Sementara, dari sisi kewenangan pemerintah daerah memang memiliki tanggung jawab menjaga ketentraman dan ketertiban umum sebagaimana diatur dalam Undang-undang Nomor 23 Tahun 2014 tentang Pemerintahan Daerah. Namun, kewajiban menertibkan tidak identik dengan kewenangan untuk meniadakan.

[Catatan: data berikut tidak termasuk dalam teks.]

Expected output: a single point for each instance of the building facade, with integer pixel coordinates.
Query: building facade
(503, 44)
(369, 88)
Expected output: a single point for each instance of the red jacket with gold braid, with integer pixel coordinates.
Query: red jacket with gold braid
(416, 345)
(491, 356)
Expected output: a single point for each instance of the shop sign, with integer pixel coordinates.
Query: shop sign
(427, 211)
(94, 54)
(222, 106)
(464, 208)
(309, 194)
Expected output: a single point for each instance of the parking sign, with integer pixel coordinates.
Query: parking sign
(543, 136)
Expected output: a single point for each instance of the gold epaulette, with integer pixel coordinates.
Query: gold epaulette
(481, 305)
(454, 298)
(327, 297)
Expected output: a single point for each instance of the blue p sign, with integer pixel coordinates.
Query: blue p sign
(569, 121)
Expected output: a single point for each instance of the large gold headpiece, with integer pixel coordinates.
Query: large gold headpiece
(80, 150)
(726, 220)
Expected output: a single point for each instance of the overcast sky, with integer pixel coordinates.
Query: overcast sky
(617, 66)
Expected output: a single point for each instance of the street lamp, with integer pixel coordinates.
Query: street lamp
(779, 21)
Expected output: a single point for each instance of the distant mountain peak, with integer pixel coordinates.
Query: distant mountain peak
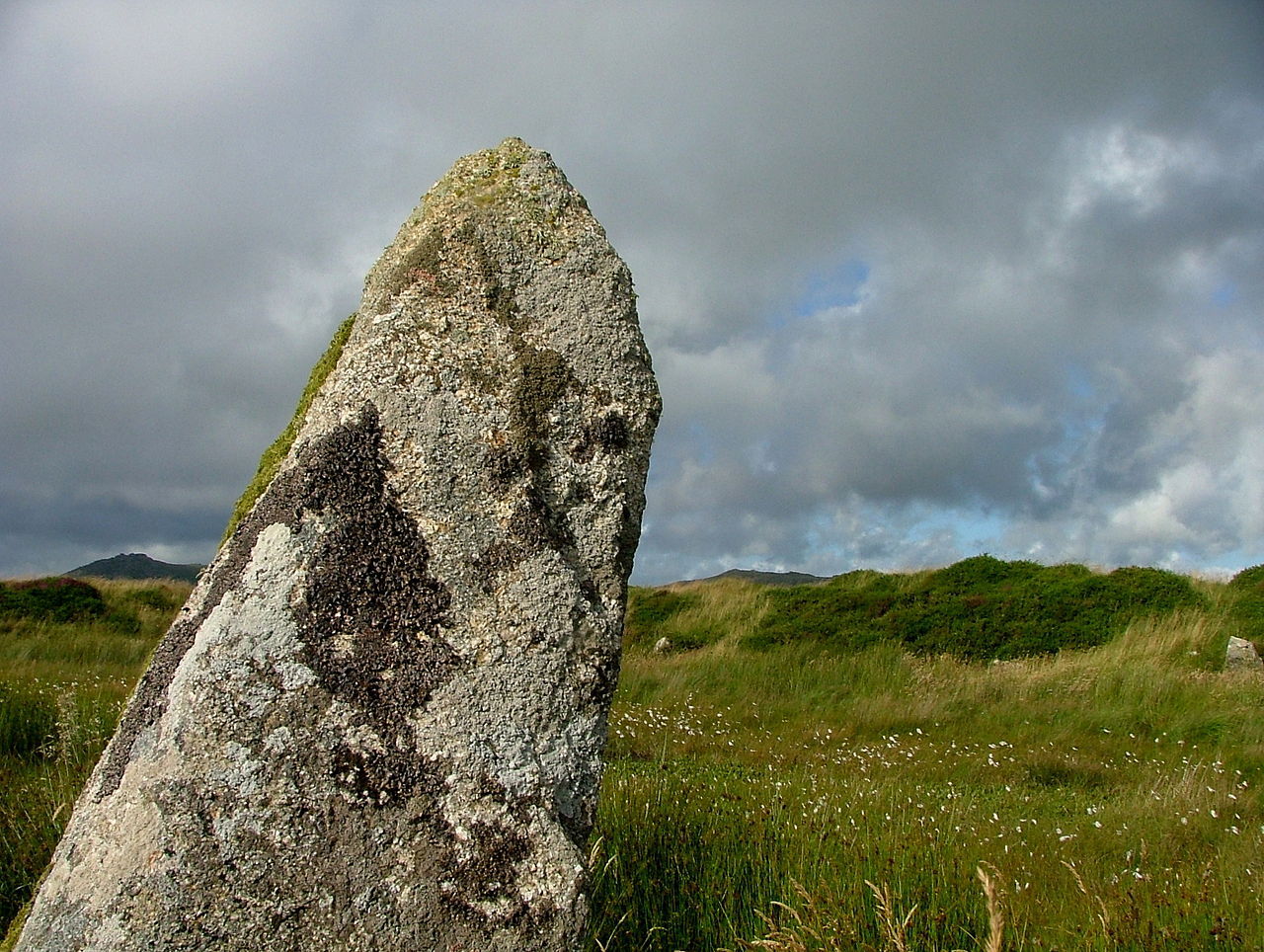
(135, 565)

Sebutnya pembatasan dapat dilakukan terhadap kegiatan yang melanggar ketentuan hukum, tetapi tidak sampai menutup ruang ekspresi masyarakat secara keseluruhan. Khusus di Papua, sebagaimana diatur dalam Undang-undang Nomor 2 Tahun 2021 memberi peluang untuk mengembangkan model partisipasi masyarakat yang selaras dengan nilai dan praktik sosial setempat.
Pemerintah kota dapat berperan memperkuat ruang-ruang dialog publik seperti forum adat, musyawarah kampung, atau pertemuan warga yang menjadi wadah penyampaian pandangan secara konstruktif.
“Melalui pendekatan ini, pemerintah kota berfungsi sebagai penghubung aspirasi masyarakat di wilayahnya agar dapat diteruskan melalui mekanisme koordinasi antar-level pemerintahan hingga ke pemerintah pusat,” terangnya.
Pendekatan seperti ini, kata Lily, sejalan dengan semangat lex specialis Papua yang menempatkan nilai-nilai lokal sebagai unsur penting dalam tata kelola pemerintahan yang inklusif.
Dengan demikian, wacana untuk menertibkan aksi tanpa prosedur sebaiknya diarahkan pada penguatan mekanisme komunikasi publik dan revitalisasi kanal partisipasi lokal, yakni pada penciptaan ruang aspirasi yang lebih terarah dan dialogis.
“Pemerintah daerah justru dapat memanfaatkan kekhususan Papua sebagai dasar untuk merancang model penyampaian aspirasi yang kontekstual, menggabungkan norma hukum nasional dengan praktik-praktik sosial budaya yang hidup di masyarakat,” beber Lily.